Chou's illness probably brought about this apparent political ceasefire. With Chou weakened--he was recently reported by Nigerian Chief of State Yakubu Gowon to be recovering from surgery--Mao has mediated among the factions striving to move into the post-Chou vacuum, diffusing power among the rehabilitated party bureaucrats, Madame Mao and Wang Hung-wen. In what appears to be a final, desperate effort to pave the way for his succession, Mao seems to be pushing hard for a collective leadership dominated by the regular Communist Party.

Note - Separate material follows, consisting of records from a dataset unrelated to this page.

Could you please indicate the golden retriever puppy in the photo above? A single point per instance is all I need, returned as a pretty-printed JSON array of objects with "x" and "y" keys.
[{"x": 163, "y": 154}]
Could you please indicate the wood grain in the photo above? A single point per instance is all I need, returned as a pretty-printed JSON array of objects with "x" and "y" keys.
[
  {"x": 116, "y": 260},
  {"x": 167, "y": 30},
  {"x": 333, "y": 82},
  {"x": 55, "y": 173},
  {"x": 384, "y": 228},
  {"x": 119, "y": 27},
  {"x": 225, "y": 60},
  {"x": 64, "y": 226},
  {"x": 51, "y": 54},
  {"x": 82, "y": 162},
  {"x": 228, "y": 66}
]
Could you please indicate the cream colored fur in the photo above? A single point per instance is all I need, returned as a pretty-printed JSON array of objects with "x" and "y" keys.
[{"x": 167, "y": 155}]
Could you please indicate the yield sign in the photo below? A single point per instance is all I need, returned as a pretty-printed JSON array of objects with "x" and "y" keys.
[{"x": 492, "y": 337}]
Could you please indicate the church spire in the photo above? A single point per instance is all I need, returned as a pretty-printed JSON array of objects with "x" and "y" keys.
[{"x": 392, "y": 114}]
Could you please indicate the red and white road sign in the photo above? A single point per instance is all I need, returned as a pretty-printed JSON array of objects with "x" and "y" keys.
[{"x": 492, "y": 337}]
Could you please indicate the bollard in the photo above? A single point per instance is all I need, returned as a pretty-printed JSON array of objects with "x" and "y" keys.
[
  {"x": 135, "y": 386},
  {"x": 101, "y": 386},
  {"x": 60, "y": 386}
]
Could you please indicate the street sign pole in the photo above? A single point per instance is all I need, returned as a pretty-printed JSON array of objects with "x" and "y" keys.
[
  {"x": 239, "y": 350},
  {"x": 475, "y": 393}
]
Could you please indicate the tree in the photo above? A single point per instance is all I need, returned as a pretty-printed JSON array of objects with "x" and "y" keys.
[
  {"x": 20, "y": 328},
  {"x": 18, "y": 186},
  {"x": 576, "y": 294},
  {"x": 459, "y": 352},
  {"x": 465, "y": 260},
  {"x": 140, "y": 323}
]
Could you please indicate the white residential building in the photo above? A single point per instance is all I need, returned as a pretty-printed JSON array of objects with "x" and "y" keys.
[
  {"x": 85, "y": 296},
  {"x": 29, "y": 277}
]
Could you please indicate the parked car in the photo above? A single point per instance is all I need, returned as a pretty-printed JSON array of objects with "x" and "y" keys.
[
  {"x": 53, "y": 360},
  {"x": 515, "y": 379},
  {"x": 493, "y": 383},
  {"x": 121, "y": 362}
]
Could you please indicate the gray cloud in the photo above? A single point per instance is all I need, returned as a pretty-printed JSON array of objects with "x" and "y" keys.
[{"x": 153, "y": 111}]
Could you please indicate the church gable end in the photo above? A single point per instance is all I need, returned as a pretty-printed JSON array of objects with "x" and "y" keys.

Now the big question is, who will belong to that collective leadership? As China's leaders mount the rostrum in Peking for the silver anniversary of their rule, Sinologists will be trying to determine which individuals or groups among them will be able to engineer a smooth succession to the post-Mao era.

Compromise Solution. The question--and the answer--are crucial. China can ill afford to have its attention diverted from its unfinished tasks by an exhausting power struggle or even a new period of social experimentation. The country's past experience has shown that too much ideological purity makes the economy and technology suffer, as they did in the frenetically leftist Great Leap Forward and Cultural Revolution periods. Conversely, a swing toward moderation has encouraged the creation of a privileged technocratic elite. China under Mao has veered from one to the other in an often harmful search for the way best suited to its needs. Now, faced with new circumstances and advancing age, Mao seems to be trying a compromise solution, balancing moderation in economic and foreign policies with a continued hard line in ideology and culture.

The tension between these goals is great. And it remains to be seen whether the next generations of Chinese, who have been brought up and nurtured in Mao's all-embracing philosophy, can live up to his expectations.

*Once considered Mao's heir apparent, Lin Piao died in an airplane crash after allegedly trying to assassinate the Chairman in 1971.